In conclusion, racism is a concern that needs to be addressed; it is embarrassing to the American society that an issue as trivial as racism and class oppression should be a concern in the twenty-first-century American society.  The black person standing in the society or his access to economic opportunities is being influenced and determined by the trifling subject of the color of his skin. This issue is further worsened off by the issue of racial profiling that is being propagated by law enforcement agencies who make it even harder for a man of African decent to live a life that is free from discrimination. However, the positive news is that this form of discrimination has been on the decline in past several decades; hopefully the next generation of American citizens of African decent will not know the meaning of racism let alone experience it in their lives.

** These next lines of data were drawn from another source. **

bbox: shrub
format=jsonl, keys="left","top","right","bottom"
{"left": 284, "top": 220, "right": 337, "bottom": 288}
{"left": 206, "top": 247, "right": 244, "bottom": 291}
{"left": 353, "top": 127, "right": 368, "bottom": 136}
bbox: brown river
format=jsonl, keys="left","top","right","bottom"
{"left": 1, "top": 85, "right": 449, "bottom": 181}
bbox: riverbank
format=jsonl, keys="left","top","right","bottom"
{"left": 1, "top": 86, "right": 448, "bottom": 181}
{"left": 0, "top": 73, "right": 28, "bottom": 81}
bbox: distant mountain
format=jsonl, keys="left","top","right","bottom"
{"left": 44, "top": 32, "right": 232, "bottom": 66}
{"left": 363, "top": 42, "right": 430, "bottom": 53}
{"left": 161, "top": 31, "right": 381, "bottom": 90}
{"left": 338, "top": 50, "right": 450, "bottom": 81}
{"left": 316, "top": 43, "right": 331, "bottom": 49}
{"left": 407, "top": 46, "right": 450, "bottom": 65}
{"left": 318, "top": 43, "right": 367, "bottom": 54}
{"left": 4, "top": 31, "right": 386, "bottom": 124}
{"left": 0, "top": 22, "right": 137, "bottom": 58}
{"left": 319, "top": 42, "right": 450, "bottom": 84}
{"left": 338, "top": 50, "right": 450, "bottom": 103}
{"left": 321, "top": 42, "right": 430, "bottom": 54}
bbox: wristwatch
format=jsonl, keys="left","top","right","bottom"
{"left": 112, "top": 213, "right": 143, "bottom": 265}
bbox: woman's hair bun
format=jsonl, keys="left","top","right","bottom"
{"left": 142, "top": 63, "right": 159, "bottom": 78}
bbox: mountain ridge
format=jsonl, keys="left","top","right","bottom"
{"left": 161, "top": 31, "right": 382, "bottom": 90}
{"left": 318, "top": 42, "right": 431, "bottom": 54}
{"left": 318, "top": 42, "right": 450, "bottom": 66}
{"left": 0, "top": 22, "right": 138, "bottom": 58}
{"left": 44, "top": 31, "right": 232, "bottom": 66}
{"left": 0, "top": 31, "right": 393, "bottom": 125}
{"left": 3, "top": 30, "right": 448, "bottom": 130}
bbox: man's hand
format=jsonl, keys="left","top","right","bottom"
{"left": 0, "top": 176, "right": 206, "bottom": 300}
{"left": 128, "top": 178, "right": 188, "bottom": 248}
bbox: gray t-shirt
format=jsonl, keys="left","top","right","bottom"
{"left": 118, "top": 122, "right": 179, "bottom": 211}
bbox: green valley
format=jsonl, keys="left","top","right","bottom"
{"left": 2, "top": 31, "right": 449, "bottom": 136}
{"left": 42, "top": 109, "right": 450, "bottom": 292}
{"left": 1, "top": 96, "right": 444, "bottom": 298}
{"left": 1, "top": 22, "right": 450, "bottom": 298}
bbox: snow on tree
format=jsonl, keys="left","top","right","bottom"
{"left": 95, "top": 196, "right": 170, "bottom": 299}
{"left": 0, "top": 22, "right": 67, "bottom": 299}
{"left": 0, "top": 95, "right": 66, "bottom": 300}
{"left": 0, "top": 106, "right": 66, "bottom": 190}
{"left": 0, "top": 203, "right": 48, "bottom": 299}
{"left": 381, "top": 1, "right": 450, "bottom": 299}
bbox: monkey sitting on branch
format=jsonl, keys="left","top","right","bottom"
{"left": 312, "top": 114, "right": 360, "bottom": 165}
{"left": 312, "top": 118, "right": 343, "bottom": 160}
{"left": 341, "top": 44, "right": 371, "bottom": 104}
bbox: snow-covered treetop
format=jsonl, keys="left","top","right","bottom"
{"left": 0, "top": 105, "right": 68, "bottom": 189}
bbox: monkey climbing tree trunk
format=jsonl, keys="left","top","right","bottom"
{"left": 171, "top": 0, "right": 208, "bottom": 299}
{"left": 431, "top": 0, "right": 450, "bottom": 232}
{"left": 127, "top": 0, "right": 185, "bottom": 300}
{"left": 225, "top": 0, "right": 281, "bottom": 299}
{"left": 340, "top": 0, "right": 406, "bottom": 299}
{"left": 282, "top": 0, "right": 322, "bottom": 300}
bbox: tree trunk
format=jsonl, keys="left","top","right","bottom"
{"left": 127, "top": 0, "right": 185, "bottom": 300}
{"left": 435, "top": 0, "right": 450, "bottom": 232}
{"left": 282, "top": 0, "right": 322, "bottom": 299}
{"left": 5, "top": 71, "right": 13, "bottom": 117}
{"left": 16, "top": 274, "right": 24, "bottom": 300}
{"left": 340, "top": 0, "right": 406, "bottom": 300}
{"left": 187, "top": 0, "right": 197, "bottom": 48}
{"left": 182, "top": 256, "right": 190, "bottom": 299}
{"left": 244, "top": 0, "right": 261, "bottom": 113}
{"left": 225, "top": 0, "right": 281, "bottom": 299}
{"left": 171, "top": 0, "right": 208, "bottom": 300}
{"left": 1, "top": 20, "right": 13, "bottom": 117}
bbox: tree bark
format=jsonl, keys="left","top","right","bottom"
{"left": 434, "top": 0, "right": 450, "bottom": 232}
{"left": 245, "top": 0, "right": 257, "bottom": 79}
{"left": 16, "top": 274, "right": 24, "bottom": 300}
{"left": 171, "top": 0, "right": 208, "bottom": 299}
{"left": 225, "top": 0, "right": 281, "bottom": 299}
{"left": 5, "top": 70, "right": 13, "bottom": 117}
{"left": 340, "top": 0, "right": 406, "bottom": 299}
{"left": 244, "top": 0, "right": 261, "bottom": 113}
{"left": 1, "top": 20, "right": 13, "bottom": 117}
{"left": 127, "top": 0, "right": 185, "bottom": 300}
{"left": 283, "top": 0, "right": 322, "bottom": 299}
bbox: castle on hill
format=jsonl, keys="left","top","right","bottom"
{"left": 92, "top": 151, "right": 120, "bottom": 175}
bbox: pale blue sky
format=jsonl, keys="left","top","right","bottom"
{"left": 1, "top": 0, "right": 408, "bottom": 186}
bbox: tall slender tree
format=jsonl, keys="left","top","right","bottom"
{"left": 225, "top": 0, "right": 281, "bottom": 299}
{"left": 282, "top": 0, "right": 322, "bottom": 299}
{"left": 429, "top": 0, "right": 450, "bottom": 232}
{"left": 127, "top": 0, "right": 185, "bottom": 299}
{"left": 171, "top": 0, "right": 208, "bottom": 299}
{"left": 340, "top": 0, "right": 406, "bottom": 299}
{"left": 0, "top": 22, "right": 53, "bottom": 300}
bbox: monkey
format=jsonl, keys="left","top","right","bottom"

Bonilla-Silva, E. (2013). Racism without Racists: Color-Blind Racism and the Persistence of Racial Inequality in America. Rowman & Littlefield Publishers.

Dennis, B. G., & Dennis, A. K. (2008). Slaves to Racism: An Unbroken Chain from America to Liberia. Algora Publishing: New York.

Feagan, J. R. (2001). Racist America: Roots, Current realities, and Future Reparations. New York: Routledge.

Glanville, D. (2014, April 14). I Was Racially Profiled in My Own Driveway. Retrieved December 2014, from The Atlantic:

Smith, R. C. (1995). Racism in the Post-Civil Rights Era: Now You See It, Now You Don’t. SUNY Press.